[Python-Dev] Windows/Cygwin/MacOSX import (was RE: python-dev summary, 2001-02-01 - 2001-02-15)
Tim Peters
tim.one@home.com
Fri, 16 Feb 2001 03:05:10 -0500
[Michael Hudson]
> ...
> * Imports on case-insensitive file systems *
>
> There was quite some discussion about how to handle imports on a
> case-insensitive file system (eg. on Windows). I didn't follow the
> details, but Tim Peters is on the case (sorry), so I'm confident it
> will get sorted out.
You can be sure the whitespace will be consistent, anyway <wink>.
OK, this one sucks. It should really have gotten a PEP, but it cropped up
too late in the release cycle and it can't be delayed (see below).
Here's the scoop: file systems vary across platforms in whether or not they
preserve the case of filenames, and in whether or not the platform C library
file-opening functions do or don't insist on case-sensitive matches:
case-preserving case-destroying
+-------------------+------------------+
case-sensitive | most Unix flavors | brrrrrrrrrr |
+-------------------+------------------+
case-insensitive | Windows | some unfortunate |
| MacOSX HFS+ | network schemes |
| Cygwin | |
+-------------------+------------------+
In the upper left box, if you create "fiLe" it's stored as "fiLe", and only
open("fiLe") will open it (open("file") will not, nor will the 14 other
variations on that theme).
In the lower right box, if you create "fiLe", there's no telling what it's
stored as-- but most likely as "FILE" --and any of the 16 obvious variations
on open("FilE") will open it.
The lower left box is a mix: creating "fiLe" stores "fiLe" in the platform
directory, but you don't have to match case when opening it; any of the 16
obvious variations on open("FILe") work.
NONE OF THAT IS CHANGING! Python will continue to follow platform
conventions wrt whether case is preserved when creating a file, and wrt
whether open() requires a case-sensitive match. In practice, you should
always code as if matches were case-sensitive, else your program won't be
portable. But then you should also always open binary files with the "b"

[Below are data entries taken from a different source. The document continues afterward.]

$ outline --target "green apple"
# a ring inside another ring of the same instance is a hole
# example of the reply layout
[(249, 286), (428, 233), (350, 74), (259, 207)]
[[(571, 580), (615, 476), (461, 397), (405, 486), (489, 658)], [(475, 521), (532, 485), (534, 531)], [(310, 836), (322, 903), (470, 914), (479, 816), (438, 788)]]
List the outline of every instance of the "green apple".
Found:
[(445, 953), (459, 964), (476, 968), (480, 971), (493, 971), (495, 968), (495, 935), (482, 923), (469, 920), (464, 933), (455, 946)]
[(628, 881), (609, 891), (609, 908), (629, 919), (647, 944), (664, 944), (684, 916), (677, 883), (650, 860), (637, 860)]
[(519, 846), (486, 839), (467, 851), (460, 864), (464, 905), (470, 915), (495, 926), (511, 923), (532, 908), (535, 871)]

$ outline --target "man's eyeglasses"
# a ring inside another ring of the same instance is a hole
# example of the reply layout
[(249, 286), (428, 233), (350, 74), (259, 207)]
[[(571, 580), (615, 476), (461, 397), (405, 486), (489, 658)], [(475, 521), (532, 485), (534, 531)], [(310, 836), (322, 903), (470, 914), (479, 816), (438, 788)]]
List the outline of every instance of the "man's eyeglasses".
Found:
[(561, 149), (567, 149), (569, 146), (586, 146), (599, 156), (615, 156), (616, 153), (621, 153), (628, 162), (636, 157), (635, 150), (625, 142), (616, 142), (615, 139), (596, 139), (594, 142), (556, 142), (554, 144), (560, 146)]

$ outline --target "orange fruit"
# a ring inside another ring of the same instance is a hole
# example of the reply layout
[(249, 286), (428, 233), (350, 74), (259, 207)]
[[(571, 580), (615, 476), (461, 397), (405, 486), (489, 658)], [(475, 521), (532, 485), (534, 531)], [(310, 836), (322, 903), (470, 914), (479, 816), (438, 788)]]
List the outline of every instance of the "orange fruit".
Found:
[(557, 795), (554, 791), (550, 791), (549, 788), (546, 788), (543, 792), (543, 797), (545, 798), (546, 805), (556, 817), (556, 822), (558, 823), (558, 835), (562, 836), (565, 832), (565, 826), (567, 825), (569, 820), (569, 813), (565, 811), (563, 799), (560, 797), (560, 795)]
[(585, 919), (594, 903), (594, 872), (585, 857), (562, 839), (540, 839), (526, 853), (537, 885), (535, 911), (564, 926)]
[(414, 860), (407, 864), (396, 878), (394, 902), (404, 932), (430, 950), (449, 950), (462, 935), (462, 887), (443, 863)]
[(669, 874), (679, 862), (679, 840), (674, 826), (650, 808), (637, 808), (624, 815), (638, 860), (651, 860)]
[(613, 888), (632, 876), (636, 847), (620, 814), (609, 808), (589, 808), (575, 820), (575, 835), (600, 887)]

flag, and you don't do that either <wink>.
What's proposed is to change the semantics of Python "import" statements,
and there *only* in the lower left box.
Support for MaxOSX HFS+, and for Cygwin, is new in 2.1, so nothing is
changing there. What's changing is Windows behavior. Here are the current
rules for import on Windows:
1. Despite that the filesystem is case-insensitive, Python insists on
a case-sensitive match. But not in the way the upper left box works:
if you have two files, FiLe.py and file.py on sys.path, and do
import file
then if Python finds FiLe.py first, it raises a NameError. It does
*not* go on to find file.py; indeed, it's impossible to import any
but the first case-insensitive match on sys.path, and then only if
case matches exactly in the first case-insensitive match.
2. An ugly exception: if the first case-insensitive match on sys.path
is for a file whose name is entirely in upper case (FILE.PY or
FILE.PYC or FILE.PYO), then the import silently grabs that, no matter
what mixture of case was used in the import statement. This is
apparently to cater to miserable old filesystems that really fit in
the lower right box. But this exception is unique to Windows, for
reasons that may or may not exist <frown>.
3. And another exception: if the envar PYTHONCASEOK exists, Python
silently grabs the first case-insensitive match of any kind.
So these Windows rules are pretty complicated, and neither match the Unix
rules nor provide semantics natural for the native filesystem. That makes
them hard to explain to Unix *or* Windows users. Nevertheless, they've
worked fine for years, and in isolation there's no compelling reason to
change them.
However, that was before the MacOSX HFS+ and Cygwin ports arrived. They
also have case-preserving case-insensitive filesystems, but the people doing
the ports despised the Windows rules. Indeed, a patch to make HFS+ act like
Unix for imports got past a reviewer and into the code base, which
incidentally made Cygwin also act like Unix (but this met the unbounded
approval of the Cygwin folks, so they sure didn't complain -- they had
patches of their own pending to do this, but the reviewer for those balked).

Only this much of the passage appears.